S’il est difficile d’avoir des chiffres sur les quantités de poissons prélevés par les 9 000 pêcheurs qui ont leur permis à Paris, Marion Escarpit en est sûre : « La majorité remettent les poissons à l’eau, c’est la pratique du no-kill. De plus en plus jeunes et avertis, les pêcheurs pratiquent une pêche responsable qui permet le renouvellement des stocks. »

Patience et confiance en soi

Un avis que partage Aurélien Fiaux, qui a créé en 2015 la Naturlish Academy, un club de pêche dans le 19e arrondissement de Paris. « On pêche sans ardillon, que l’on écrase, pour que le poisson puisse repartir lorsqu’on le rejette à l’eau. On respecte les poissons, on est très loin de la pêche avec filets ou à la dynamite », assure ce passionné de 40 ans, qui pratique cette activité depuis l’âge de 7 ans.

Tous les samedis, une vingtaine de pêcheurs en herbe, de 6 à 13 ans, parfois accompagnés de leurs parents, « issus du 16e arrondissement comme de Seine-Saint-Denis », apprennent le « street-fishing ». Butin de l’an dernier : 158 poissons – des perches, gardons, brochets, ou encore carassins – pris au cours de 26 sessions d’avril à décembre. « Il y a une valeur éducative : les jeunes apprennent la patience, la confiance en soi et à ne jamais lâcher, assure-t-il.

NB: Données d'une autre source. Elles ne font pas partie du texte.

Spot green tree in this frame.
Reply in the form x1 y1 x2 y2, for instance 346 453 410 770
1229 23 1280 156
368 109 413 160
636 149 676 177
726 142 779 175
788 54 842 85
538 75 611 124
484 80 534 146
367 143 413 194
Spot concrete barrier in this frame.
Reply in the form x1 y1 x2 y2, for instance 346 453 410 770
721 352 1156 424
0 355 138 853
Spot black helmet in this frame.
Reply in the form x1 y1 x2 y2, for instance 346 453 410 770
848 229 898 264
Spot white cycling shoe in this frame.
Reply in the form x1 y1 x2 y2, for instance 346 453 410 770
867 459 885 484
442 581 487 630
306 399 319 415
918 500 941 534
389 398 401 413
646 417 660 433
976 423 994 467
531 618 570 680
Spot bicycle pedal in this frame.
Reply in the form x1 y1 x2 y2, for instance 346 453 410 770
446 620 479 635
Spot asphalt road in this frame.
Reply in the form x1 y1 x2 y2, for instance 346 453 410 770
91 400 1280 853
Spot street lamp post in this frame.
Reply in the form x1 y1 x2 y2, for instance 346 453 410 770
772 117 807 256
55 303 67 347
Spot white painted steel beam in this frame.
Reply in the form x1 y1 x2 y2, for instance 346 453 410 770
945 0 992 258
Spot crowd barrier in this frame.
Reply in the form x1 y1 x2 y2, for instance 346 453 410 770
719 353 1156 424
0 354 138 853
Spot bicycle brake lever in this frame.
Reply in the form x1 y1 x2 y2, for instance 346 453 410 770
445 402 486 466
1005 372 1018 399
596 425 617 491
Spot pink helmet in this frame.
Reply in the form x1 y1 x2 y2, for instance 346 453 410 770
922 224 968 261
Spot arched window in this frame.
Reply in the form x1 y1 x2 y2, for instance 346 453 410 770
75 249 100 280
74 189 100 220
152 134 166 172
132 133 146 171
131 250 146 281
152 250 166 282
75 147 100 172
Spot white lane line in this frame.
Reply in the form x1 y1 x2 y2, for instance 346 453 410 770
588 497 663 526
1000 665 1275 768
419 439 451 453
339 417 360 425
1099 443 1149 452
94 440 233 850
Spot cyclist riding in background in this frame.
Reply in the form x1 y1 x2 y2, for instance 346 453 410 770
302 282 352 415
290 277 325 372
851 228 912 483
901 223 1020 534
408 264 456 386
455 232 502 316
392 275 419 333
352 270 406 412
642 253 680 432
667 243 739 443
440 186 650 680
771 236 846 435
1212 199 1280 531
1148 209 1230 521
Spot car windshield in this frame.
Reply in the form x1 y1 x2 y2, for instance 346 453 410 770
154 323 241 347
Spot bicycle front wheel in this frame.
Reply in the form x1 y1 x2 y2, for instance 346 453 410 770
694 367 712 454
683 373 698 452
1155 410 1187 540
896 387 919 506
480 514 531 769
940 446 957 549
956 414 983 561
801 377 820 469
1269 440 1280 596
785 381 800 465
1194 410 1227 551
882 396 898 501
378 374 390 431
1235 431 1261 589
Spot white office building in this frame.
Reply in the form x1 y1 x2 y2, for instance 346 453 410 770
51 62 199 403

Cette activité peut aussi canaliser des enfants hyperactifs et les rendre plus minutieux. »

Pour Amandine Sanvisens, de Paris Animaux Zoopolis, la pratique du « no-kill » n’enlève rien à la souffrance des poissons. « Nous nous intéressons à la question des individus, les pêcheurs celle des espèces », conclut-elle. Pourtant, elle le reconnaît, les vœux de Danielle Simonnet et des écologistes ont peu de chance d’aboutir.